Actually, you can just do the falling-off-the-horse bit. And a ladder can be substituted for the horse.
• If you are a particular airline I have in mind, you resolve to cease operations so you no longer come up as an option when booking a flight. Yes, you’re inexpensive, but you charge extra for everything. What’s this $5 “Entertainment” charge? Oh, that’s for the flight attendant’s performance of the safety instructions. And what’s up with this $9 “Tray-Table Hinge Lubrication Fee”?
This airline once canceled my flight because — well, they couldn’t quite say. The pilot had mechanical difficulties, something like that. Last week my wife’s flight was delayed five hours because the cargo bay door was iced shut. They put everyone on the plane, then took everyone off. Which wouldn’t be so bad except for the “Carpet Wear and Tear Surcharge.”
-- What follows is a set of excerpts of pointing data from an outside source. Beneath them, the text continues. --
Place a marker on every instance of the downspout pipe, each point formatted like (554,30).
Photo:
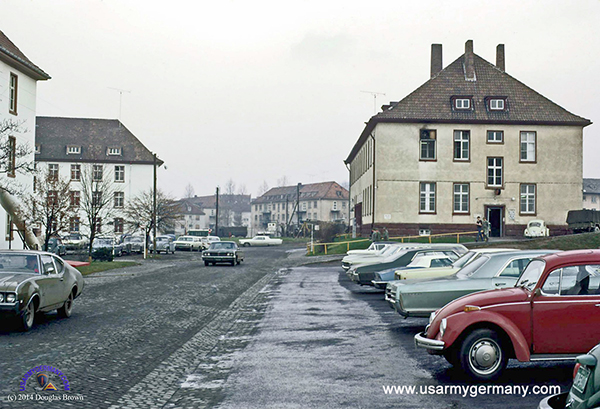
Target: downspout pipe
(13,208)
(374,185)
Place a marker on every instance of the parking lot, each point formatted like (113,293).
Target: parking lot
(277,331)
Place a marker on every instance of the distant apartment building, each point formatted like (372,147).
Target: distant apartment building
(591,194)
(326,201)
(234,210)
(18,88)
(67,147)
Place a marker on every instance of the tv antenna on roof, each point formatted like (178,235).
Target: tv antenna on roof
(121,91)
(374,99)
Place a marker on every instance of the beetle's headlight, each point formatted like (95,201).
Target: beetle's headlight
(443,325)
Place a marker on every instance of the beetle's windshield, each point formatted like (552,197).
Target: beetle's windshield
(19,263)
(471,268)
(531,274)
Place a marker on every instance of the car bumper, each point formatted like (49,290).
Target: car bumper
(558,401)
(422,341)
(379,284)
• If you are a columnist: You resolve not to write something that collects various obvious grievances under the loose rubric of “resolutions” and hopes it’ll do because a significant portion of the audience won’t read the paper because the rustling is so loud.
I resolved that last year, but as Lenin said: “Resolutions are like pie crusts, made to be filled with delicious fruit fillings and distributed amongst the party members, with careful attention paid to those who are not enthusiastic enough.” No — that’s not quite what he said. It was: “Resolutions are like treaties, made to be broken.”
First day of the year, and I’ve already accomplished something!